From 0308e0260891159526480c952ee1afbda5479e0b Mon Sep 17 00:00:00 2001
From: David Trail <napalm10@gmail.com>
Date: Fri, 16 Mar 2012 16:42:27 +0100
Subject: [PATCH] Initial obtaining of user data.

---
 .gitignore  |  1 +
 README.rst  |  6 +++++-
 shreddit.py | 46 ++++++++++++++++++++++++++++++++++++++++++++++
 3 files changed, 52 insertions(+), 1 deletion(-)
 create mode 100644 .gitignore
 create mode 100755 shreddit.py

diff --git a/.gitignore b/.gitignore
new file mode 100644
index 0000000..2d46485
--- /dev/null
+++ b/.gitignore
@@ -0,0 +1 @@
+data.json
diff --git a/README.rst b/README.rst
index bc6b11a..3ba56d9 100644
--- a/README.rst
+++ b/README.rst
@@ -6,8 +6,12 @@ Details
 When one deletes their account on Reddit it does nothing with their comment history other than
 obscure the author (replaces with [deleted]) which is not good enough for some people.
 
+Usage
+-----------
+python2 shreddit.py UserName
+
 Caveats
-----------
+-----------
 - Only your previous 1,000 comments are accessable on Reddit. So good luck deleting the others.
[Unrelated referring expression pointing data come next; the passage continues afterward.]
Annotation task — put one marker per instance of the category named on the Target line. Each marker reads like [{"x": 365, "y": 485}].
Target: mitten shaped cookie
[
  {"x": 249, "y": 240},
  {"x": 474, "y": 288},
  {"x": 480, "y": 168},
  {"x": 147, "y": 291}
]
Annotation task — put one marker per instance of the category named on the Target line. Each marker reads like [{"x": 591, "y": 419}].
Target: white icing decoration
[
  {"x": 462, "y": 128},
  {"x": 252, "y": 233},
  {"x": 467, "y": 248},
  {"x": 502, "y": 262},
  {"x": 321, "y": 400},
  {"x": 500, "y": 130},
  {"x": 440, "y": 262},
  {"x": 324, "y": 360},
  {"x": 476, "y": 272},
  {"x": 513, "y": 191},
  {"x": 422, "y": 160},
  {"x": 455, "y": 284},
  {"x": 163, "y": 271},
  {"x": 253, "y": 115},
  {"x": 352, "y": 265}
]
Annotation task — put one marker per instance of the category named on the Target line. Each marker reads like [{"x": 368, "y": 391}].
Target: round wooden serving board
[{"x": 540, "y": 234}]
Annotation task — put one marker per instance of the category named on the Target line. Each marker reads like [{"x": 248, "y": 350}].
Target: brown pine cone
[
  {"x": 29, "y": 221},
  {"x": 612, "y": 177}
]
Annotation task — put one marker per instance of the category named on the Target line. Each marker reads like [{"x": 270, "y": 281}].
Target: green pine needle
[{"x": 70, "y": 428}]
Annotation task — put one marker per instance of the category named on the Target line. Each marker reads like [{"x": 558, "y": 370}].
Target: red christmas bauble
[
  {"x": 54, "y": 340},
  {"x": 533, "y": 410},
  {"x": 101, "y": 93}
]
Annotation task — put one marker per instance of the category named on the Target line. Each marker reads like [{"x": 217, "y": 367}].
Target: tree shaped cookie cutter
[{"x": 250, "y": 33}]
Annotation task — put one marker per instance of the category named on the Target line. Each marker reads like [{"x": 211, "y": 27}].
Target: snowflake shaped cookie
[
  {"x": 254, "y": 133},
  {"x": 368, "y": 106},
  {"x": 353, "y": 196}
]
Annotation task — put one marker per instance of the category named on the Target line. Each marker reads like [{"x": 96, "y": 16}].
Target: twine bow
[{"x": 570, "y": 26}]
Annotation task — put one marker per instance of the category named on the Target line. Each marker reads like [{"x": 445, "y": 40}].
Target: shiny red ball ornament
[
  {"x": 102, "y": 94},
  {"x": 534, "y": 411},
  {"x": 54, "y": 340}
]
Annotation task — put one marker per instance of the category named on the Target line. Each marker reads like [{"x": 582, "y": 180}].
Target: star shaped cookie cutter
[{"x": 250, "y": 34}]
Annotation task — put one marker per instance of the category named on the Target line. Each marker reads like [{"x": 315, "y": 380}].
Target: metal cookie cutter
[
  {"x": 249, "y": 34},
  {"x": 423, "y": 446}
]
There may be ways to hack around this via iterating using sorting by top/best/controversial/new but for now I am unsure.
 
 - Would make life easier if Reddit just did a "DELETE * FROM abc_def WHERE user_id = 1337"
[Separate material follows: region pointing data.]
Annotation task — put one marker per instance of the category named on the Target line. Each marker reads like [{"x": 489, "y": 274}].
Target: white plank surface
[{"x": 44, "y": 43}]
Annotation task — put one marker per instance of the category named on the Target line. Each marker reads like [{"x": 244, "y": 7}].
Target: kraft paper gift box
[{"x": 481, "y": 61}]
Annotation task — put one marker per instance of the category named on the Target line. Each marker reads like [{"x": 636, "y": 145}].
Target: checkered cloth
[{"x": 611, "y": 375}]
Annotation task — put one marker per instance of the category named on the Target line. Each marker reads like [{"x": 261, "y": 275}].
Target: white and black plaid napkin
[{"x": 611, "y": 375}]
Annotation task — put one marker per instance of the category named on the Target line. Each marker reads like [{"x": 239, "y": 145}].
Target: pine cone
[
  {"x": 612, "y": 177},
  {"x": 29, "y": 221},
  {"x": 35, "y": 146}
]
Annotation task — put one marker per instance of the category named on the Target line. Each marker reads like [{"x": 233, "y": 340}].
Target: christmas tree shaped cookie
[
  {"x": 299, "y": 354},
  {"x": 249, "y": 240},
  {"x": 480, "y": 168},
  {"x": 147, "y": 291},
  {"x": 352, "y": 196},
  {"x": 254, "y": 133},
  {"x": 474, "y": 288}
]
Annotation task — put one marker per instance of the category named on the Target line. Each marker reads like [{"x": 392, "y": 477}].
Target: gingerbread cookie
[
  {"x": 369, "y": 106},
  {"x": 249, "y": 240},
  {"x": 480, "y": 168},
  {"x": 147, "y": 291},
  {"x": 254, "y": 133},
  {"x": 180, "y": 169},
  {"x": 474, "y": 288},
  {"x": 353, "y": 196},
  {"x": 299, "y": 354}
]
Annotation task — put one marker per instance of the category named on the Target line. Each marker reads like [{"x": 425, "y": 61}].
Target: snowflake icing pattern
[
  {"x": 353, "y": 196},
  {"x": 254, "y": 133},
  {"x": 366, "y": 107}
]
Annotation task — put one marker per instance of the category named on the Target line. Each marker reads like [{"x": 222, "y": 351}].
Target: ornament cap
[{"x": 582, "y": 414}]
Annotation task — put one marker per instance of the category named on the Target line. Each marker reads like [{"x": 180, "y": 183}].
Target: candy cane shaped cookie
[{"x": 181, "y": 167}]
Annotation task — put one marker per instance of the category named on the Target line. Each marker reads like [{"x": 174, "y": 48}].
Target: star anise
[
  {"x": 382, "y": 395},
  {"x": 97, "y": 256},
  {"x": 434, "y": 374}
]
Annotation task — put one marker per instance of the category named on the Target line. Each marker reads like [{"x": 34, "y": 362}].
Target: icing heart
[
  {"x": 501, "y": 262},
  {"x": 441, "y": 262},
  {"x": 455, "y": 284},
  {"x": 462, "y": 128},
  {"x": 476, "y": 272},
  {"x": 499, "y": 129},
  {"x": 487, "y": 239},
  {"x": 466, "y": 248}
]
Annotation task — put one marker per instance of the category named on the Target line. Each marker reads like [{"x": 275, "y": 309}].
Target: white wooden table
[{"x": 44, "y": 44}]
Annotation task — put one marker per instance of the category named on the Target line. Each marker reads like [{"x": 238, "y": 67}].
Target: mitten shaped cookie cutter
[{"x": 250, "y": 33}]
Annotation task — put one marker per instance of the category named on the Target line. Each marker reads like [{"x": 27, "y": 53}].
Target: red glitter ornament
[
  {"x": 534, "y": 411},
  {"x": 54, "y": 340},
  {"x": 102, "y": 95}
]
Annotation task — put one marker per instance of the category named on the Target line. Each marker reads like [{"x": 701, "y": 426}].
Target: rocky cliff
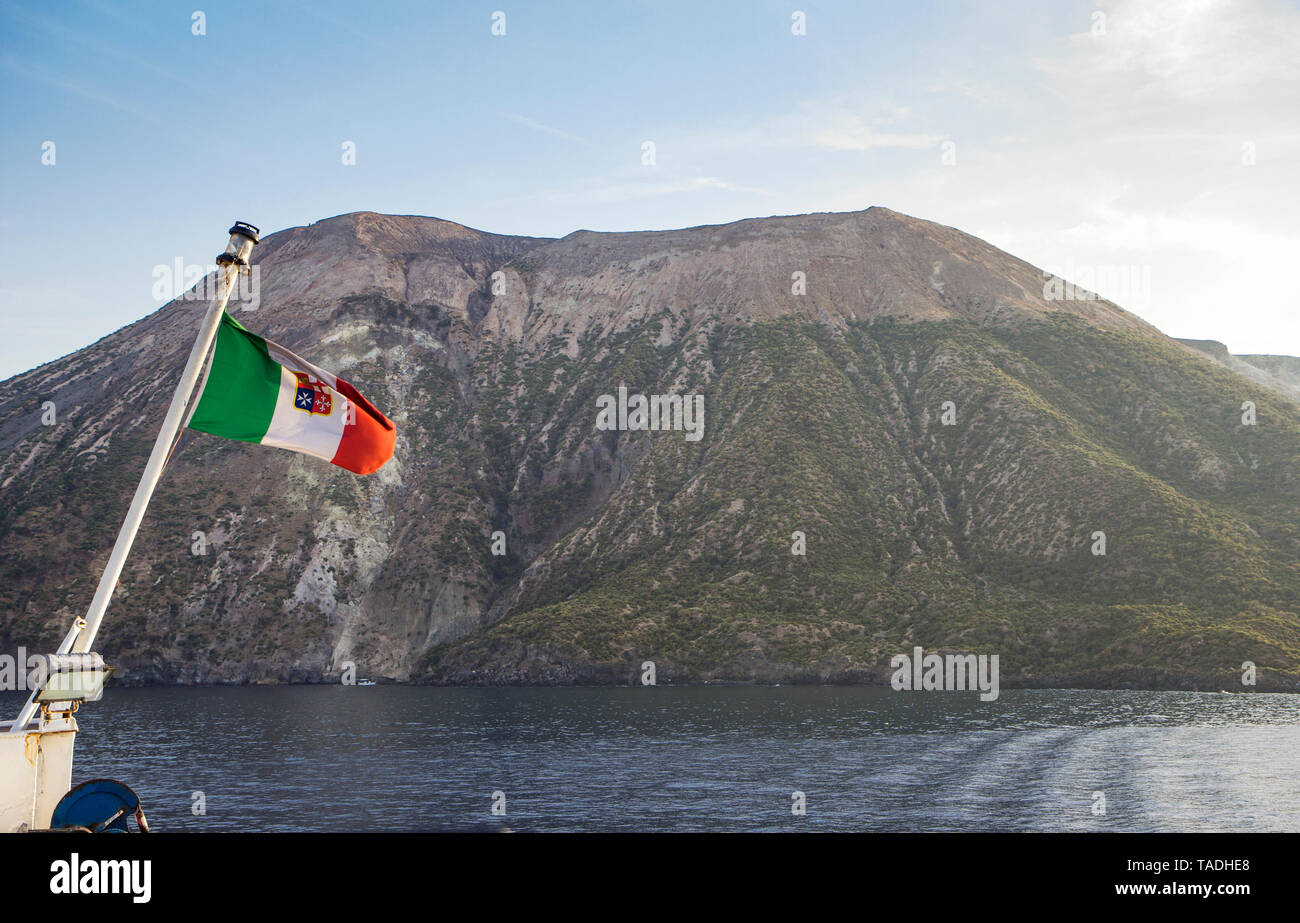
[{"x": 948, "y": 441}]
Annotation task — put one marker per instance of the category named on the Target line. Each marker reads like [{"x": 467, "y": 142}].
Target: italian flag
[{"x": 259, "y": 391}]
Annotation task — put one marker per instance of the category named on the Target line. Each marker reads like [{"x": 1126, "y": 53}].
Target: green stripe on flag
[{"x": 243, "y": 384}]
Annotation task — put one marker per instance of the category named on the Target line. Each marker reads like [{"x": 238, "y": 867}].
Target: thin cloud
[{"x": 540, "y": 126}]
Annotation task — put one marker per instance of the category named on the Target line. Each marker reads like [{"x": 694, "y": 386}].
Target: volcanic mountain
[{"x": 905, "y": 443}]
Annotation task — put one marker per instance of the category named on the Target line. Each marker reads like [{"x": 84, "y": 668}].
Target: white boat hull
[{"x": 35, "y": 772}]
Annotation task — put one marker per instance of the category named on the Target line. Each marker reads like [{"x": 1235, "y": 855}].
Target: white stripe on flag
[{"x": 295, "y": 428}]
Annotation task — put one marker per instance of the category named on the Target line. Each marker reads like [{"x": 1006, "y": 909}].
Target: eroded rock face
[{"x": 824, "y": 414}]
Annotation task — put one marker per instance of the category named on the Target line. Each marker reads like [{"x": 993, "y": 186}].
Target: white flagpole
[{"x": 229, "y": 264}]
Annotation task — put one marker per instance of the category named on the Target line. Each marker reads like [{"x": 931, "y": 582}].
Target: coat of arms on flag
[{"x": 313, "y": 395}]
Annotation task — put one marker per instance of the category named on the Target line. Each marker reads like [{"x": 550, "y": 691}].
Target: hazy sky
[{"x": 1157, "y": 142}]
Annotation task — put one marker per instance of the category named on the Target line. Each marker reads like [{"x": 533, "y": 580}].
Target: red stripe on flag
[{"x": 368, "y": 440}]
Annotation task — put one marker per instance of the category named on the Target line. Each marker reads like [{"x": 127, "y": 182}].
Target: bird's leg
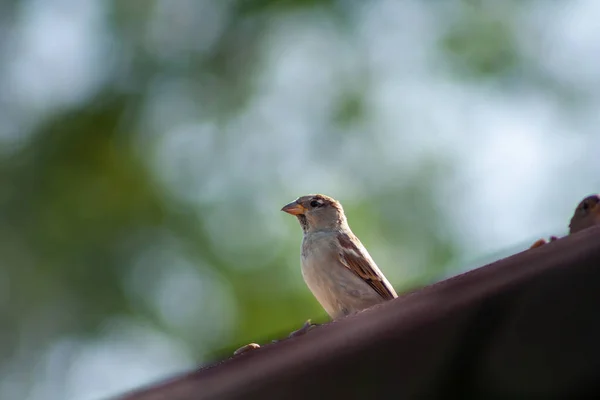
[
  {"x": 305, "y": 328},
  {"x": 248, "y": 347},
  {"x": 541, "y": 242},
  {"x": 538, "y": 243}
]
diff --git a/shreddit.py b/shreddit.py
new file mode 100755
index 0000000..6392c34
--- /dev/null
+++ b/shreddit.py
@@ -0,0 +1,46 @@
+#!/usr/bin/env python2
+
+import sys
+from json import loads, dumps
+from urllib2 import urlopen
+from time import sleep
+
+if len(sys.argv) != 2:
+    raise Exception("You must specifiy a user")
+
+user = sys.argv[1]
+
+sub_section = 'comments'
+after = ''
+
+init_url = 'http://www.reddit.com/user/{user}/comments/.json?after=%s'.format(user=user)
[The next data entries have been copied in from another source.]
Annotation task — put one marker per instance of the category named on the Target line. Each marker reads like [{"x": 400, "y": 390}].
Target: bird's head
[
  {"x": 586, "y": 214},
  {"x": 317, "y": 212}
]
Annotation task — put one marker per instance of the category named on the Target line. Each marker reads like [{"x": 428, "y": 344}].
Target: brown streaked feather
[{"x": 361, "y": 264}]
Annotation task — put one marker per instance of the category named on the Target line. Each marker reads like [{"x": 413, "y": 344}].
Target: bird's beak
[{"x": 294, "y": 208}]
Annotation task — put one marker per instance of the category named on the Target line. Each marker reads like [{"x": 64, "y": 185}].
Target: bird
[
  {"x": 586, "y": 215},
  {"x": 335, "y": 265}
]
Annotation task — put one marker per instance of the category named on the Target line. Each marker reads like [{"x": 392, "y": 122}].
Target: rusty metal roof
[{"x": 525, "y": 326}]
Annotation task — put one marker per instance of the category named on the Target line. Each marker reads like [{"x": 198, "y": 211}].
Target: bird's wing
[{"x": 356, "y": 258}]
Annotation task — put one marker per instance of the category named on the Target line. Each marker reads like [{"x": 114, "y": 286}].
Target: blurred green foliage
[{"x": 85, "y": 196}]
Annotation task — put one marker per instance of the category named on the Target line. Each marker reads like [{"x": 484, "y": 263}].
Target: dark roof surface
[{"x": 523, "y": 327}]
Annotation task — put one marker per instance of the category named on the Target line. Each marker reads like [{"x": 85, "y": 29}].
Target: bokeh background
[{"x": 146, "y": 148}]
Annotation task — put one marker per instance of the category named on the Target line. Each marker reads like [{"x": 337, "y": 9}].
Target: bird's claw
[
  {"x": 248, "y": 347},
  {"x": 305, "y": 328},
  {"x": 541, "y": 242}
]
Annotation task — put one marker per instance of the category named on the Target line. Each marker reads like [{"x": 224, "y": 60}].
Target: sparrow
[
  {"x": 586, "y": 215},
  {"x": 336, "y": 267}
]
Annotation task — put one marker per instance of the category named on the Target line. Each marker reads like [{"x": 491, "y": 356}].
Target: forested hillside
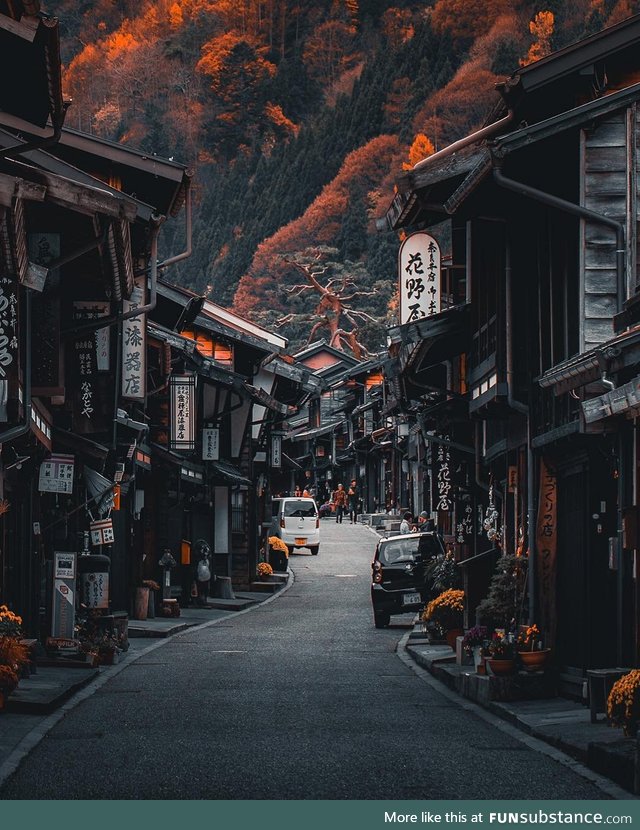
[{"x": 296, "y": 116}]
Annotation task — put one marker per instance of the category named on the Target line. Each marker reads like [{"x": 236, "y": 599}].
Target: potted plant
[
  {"x": 278, "y": 553},
  {"x": 502, "y": 654},
  {"x": 446, "y": 612},
  {"x": 502, "y": 603},
  {"x": 264, "y": 571},
  {"x": 530, "y": 652},
  {"x": 13, "y": 653},
  {"x": 475, "y": 639},
  {"x": 442, "y": 572},
  {"x": 153, "y": 586},
  {"x": 8, "y": 682},
  {"x": 623, "y": 703}
]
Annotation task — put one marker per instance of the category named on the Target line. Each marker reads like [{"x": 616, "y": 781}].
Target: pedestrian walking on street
[
  {"x": 340, "y": 499},
  {"x": 353, "y": 497}
]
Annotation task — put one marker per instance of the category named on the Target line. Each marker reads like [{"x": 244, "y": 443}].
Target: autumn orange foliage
[{"x": 319, "y": 225}]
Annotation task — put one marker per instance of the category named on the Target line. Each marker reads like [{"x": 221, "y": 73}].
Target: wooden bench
[{"x": 170, "y": 608}]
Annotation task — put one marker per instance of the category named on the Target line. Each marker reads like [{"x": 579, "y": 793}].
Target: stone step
[{"x": 266, "y": 587}]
+next_url = init_url % after
+
+http = urlopen(next_url).read()
+json = loads(http)
+
+datum = []
+while True:
+    print "Grabing IDs for after: ", after
+    after = json['data']['after']
+    children = json['data']['children']
+
+    # This bit fills datum with the id (for removal) and the date (for saving recent posts)
+    for child in children:
+        child_data = child['data']
+        if 'id' in child_data:
+            datum.append({'id': child_data[u'id'], 'date': child_data['created_utc']})
+
+    if after == None:
+        break
+
+    next_url = init_url % after
+    http = urlopen(next_url).read()
+    json = loads(http)
+    sleep(2) # don't want to hammer reddit to hard
+
+print "Script collected all available data."
+
+f = open('data.json', 'w')
+f.write(dumps(datum))
+f.close()